To further investigate the T-cell difference between ccRCC and peritumour tissue, we compared the preference biases of the TCR immune repertoire in ccRCC and peritumour tissue. The Vβ and Jβ genes with differential usage in our study were also inconsistent with this study, except for the TRAV21 gene, which was higher in tumour tissues than in peritumour tissues in both studies [26,27,28]. Interestingly, the TCR clonotypes have been observed to be rich in ccRCC tissue, although the count of T-cell infiltration presented the opposite result. This specific CDR3 aa is necessary to select specific TCRs but is insufficient to define specific antibody-binding properties unless combined with appropriate VL and VH germline genes. In our study, every ccRCC sample had over 20,000 V-CDR3-J sequences, and only a dozen sequences were highly frequent. When we matched these TCRs and their recognizable antigens by VDJtools package, over 80% of TCRs did not match to antigens in its databases. Among all matched antigens, the MHC I molecule is the potential recognition by TCRs in ccRCC and peritumour tissue, though the correlation of CD8+ T cells between adjacent and ccRCC tissue has not been found. That implied that MHC class I expression by target cells is essential for T cell recognition and killing, both in peritumour or ccRCC tissue, and that effect is not associated with T cell location. Therefore, the Table 2 result does not conflict with the Table 3 results. Besides, some known epitopes also are marked as a high frequency that can be recognized by peritumour and ccRCC TCRs, suggesting infiltrating TCR can also target the virus that is not relevant to ccRCC. Of course, these matched antigens may be a potential target for engineering T-cell therapy against cancer proliferation, invasion, and metastasis. However, whether the high-frequency TCRs based on our data have a targeting function still needs further validation in ccRCC patients through single-cell sequencing and clinical verification.

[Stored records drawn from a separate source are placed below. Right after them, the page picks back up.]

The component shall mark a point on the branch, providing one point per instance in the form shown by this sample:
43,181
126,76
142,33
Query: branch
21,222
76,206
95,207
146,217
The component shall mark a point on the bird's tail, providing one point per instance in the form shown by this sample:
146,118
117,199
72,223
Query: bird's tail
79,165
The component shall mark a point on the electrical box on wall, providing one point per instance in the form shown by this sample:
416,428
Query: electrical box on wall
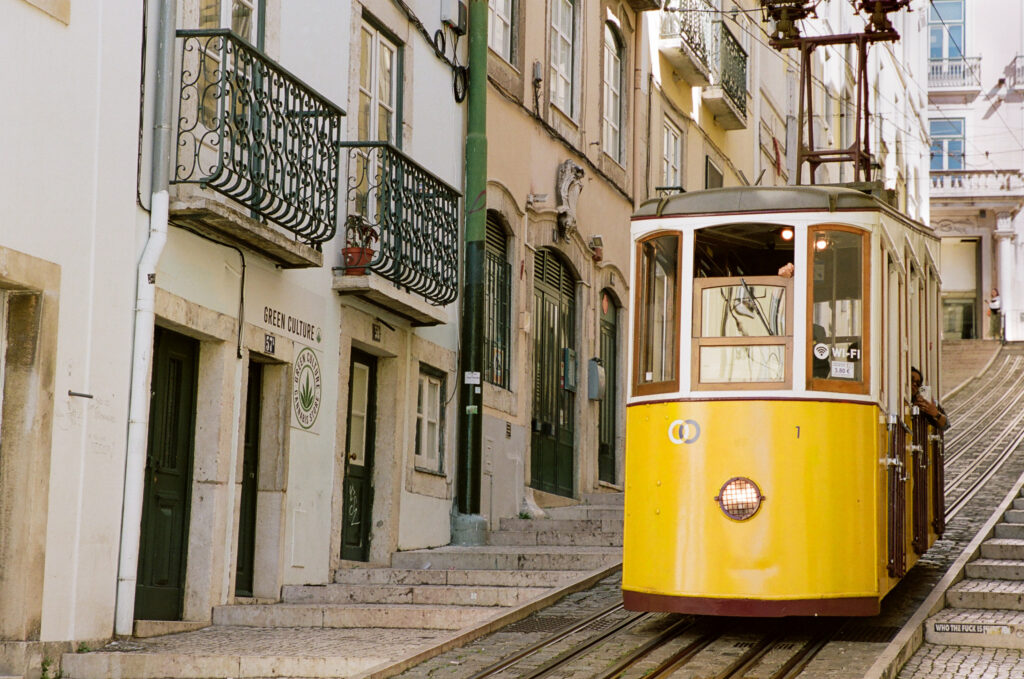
455,14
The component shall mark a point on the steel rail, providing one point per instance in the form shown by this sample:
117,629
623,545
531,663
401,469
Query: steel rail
543,643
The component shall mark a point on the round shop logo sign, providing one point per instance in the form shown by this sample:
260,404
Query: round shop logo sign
306,388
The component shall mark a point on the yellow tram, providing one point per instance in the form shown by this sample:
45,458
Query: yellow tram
774,462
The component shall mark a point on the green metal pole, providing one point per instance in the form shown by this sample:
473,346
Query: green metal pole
471,402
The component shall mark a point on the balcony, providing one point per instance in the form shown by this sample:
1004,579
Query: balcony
955,74
686,38
980,188
410,220
257,160
726,96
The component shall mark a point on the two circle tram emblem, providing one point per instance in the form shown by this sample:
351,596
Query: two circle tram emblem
684,431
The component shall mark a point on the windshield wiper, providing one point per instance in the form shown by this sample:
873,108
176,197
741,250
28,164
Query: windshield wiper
757,307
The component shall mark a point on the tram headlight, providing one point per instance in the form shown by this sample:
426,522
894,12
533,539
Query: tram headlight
739,498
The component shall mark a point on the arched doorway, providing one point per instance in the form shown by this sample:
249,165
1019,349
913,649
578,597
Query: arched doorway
554,375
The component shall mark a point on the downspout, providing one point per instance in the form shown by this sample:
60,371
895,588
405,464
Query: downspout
138,405
468,526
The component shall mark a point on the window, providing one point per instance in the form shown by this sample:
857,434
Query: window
713,175
945,30
612,115
378,86
838,355
500,28
672,157
244,17
430,422
947,143
562,53
742,335
657,314
497,302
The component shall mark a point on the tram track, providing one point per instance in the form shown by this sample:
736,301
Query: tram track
772,654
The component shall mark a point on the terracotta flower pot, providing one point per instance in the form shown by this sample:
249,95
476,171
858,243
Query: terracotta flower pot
356,260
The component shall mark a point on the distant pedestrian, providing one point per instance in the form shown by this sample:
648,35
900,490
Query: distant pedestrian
995,314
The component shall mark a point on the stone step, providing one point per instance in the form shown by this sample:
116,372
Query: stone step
509,558
189,666
1014,516
995,569
555,538
1010,531
491,578
976,627
563,524
358,616
416,594
989,594
586,512
615,499
1003,548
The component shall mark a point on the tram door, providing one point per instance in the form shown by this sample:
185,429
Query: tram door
554,376
606,417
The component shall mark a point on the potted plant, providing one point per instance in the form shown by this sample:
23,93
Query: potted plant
359,237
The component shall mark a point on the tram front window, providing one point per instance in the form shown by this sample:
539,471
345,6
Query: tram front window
657,342
742,332
838,352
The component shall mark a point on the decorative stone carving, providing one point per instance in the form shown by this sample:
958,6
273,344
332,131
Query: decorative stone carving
567,189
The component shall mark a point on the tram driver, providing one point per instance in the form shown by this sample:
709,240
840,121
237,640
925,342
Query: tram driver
936,416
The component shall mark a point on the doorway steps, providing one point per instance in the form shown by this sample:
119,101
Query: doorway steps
378,621
986,608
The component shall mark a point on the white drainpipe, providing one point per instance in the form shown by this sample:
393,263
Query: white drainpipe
138,405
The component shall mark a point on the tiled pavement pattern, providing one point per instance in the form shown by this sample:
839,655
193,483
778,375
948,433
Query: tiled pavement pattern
373,620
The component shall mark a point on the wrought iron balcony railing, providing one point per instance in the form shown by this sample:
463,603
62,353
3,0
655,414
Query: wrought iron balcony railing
690,20
408,216
962,72
729,66
254,132
977,182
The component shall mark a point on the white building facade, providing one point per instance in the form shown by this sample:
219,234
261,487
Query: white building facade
976,119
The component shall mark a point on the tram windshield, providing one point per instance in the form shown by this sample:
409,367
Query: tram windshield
741,321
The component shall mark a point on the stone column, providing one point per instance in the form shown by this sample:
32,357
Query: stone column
1006,265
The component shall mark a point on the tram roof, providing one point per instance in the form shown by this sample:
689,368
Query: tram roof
762,199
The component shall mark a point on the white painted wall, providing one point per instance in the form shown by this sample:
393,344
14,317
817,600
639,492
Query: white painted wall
70,130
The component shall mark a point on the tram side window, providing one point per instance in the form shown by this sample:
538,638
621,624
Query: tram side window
838,356
657,314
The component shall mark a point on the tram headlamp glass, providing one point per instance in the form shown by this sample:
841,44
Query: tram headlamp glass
739,498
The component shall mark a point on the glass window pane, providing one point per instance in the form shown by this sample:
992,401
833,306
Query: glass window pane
742,311
837,342
242,19
742,364
209,13
658,291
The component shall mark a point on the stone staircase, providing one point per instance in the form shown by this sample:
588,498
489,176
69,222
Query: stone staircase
986,608
370,617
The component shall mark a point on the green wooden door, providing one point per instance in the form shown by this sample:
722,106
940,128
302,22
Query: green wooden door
357,486
606,414
160,587
250,471
554,332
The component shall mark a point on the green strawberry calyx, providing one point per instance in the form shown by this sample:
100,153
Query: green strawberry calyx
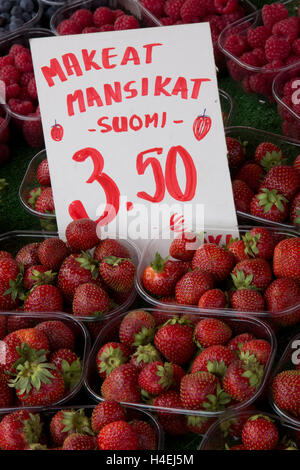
268,199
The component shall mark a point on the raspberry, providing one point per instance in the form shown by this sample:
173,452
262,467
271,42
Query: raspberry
257,36
277,48
156,7
103,15
235,44
83,18
126,22
172,9
20,107
191,11
273,13
287,29
23,61
9,74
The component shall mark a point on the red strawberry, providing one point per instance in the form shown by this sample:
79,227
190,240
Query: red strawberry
118,273
110,356
44,298
106,412
260,433
192,286
118,436
122,384
81,234
175,341
210,332
52,252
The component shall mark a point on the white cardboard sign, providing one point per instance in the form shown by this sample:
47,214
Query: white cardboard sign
132,123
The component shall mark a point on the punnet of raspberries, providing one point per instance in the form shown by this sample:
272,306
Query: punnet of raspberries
257,52
41,359
107,426
184,362
265,181
253,430
104,18
258,272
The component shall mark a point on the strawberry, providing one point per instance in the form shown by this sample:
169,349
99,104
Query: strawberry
242,195
82,234
118,273
122,384
214,359
285,388
20,430
108,411
90,300
52,252
175,341
156,377
66,422
44,298
210,332
77,441
137,328
118,436
269,205
260,433
213,259
213,298
284,179
286,259
192,286
202,391
110,356
59,335
110,247
242,381
146,435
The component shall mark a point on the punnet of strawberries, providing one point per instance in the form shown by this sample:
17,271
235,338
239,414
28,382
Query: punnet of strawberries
260,47
181,363
85,276
251,430
107,426
41,359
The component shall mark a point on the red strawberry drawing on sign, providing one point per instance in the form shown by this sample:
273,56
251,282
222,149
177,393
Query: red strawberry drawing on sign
201,126
57,132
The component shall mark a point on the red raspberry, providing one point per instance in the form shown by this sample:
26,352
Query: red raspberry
236,44
23,61
287,29
9,74
172,9
191,11
277,48
273,13
126,22
156,7
20,107
83,18
257,36
102,16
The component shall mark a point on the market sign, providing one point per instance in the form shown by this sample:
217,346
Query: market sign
133,130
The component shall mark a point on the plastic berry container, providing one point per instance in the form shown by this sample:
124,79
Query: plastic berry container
238,326
287,361
82,349
290,119
214,439
21,122
254,80
290,148
131,7
15,240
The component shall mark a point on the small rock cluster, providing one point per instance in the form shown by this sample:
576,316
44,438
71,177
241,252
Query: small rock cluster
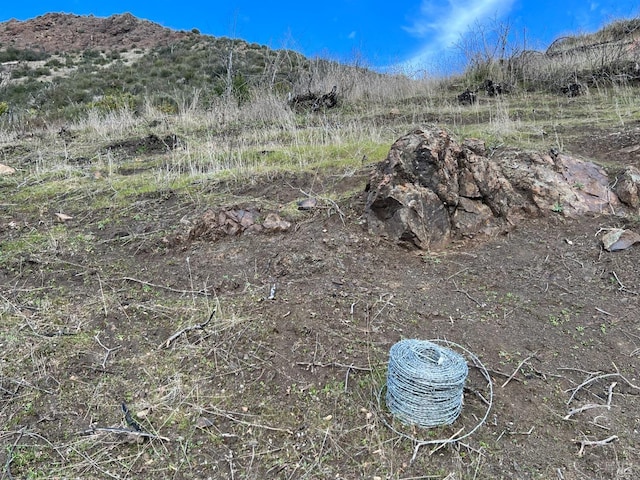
431,190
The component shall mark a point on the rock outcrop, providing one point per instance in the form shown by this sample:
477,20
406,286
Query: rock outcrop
430,189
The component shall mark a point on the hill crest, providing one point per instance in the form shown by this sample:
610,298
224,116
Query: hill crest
62,32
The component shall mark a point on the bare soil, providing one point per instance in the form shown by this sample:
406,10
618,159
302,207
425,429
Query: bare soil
284,381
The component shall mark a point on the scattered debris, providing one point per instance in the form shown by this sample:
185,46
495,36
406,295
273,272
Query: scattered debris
6,170
273,223
308,203
63,217
617,239
203,423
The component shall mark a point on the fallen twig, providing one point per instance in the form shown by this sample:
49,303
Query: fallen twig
199,326
94,430
106,355
623,288
333,364
589,406
515,372
600,377
7,465
170,289
243,422
594,443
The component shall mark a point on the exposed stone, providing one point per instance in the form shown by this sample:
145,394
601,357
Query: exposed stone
214,225
430,189
627,186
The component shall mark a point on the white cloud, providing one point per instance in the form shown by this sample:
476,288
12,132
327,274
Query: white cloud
441,24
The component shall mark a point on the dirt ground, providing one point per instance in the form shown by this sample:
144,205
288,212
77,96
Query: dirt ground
284,381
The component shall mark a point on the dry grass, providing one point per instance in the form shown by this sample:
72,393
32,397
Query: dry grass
82,323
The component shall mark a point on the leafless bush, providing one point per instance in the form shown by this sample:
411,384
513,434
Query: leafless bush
607,57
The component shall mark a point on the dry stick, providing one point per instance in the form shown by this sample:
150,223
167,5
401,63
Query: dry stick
334,364
7,465
622,287
250,424
589,406
199,326
109,350
594,443
456,274
515,372
176,290
104,301
94,430
599,377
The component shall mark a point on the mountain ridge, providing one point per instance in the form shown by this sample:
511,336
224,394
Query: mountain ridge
65,32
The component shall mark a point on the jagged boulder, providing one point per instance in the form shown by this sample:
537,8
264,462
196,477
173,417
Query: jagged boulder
430,189
627,186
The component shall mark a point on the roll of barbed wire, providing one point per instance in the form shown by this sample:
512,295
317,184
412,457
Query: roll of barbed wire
425,383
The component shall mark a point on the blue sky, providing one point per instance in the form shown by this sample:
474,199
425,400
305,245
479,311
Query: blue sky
403,35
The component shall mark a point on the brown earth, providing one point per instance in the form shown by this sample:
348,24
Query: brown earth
61,32
285,382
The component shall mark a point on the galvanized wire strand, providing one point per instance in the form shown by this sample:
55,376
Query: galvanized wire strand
458,436
425,383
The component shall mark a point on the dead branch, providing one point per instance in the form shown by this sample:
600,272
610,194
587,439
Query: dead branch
334,365
106,355
243,422
599,377
199,326
170,289
7,465
589,406
515,372
594,443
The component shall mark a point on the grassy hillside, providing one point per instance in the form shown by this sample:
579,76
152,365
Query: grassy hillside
263,355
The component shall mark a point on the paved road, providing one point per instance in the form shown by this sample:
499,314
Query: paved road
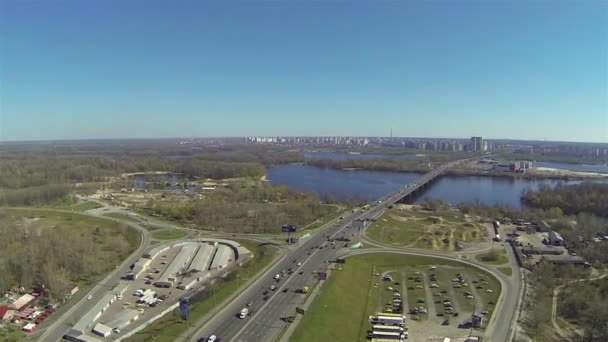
266,321
498,329
63,324
509,300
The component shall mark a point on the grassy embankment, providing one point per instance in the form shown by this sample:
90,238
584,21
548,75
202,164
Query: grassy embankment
171,326
442,230
496,256
169,234
506,270
84,206
352,294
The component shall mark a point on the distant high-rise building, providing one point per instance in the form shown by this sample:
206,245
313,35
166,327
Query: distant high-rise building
476,144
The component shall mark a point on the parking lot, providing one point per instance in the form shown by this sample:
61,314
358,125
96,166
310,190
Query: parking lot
436,298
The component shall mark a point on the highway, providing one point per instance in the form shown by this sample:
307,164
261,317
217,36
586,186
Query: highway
63,323
267,318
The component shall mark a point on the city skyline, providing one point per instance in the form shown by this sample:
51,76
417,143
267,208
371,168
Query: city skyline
515,70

Collectively, this study highlights an important finding that ccRCC is characterized by higher TCR diversity in ccRCC, and different from other studies, we also predicted several antigens in ccRCC tissue with higher frequencies recognized by infiltrating TCR, which may provide a better understanding of the TME of ccRCC. Moreover, the high frequencies of ccRCC infiltrating TCR in our study also give guidance to researchers and clinicians to conduct novel immunotherapy for ccRCC patients, particularly individual TCR-T therapy.

Indeed, this study also has some limitations, a V and J and the constant region primer mixture were used when preparing samples by multiplex PCR, and it causes preferential amplification of high abundance gene products occurs during PCR, resulting in inaccurately reported cloning frequencies. Besides, IR-seq cannot identify the exact TCR α/β pairs that participate in killing cancer cells (only draw inferences based on clone frequency changes). However, IR-seq technology has matured, it has the ability to capture maximum clones and provide an architecture of the TCR repertoire information of ccRCC patients [29].

Conclusions

The current study collectively demonstrates diminished T-cell infiltration and increased CDR3 aa diversity in ccRCC, which may be associated with novel immunotherapeutic targets for ccRCC patients.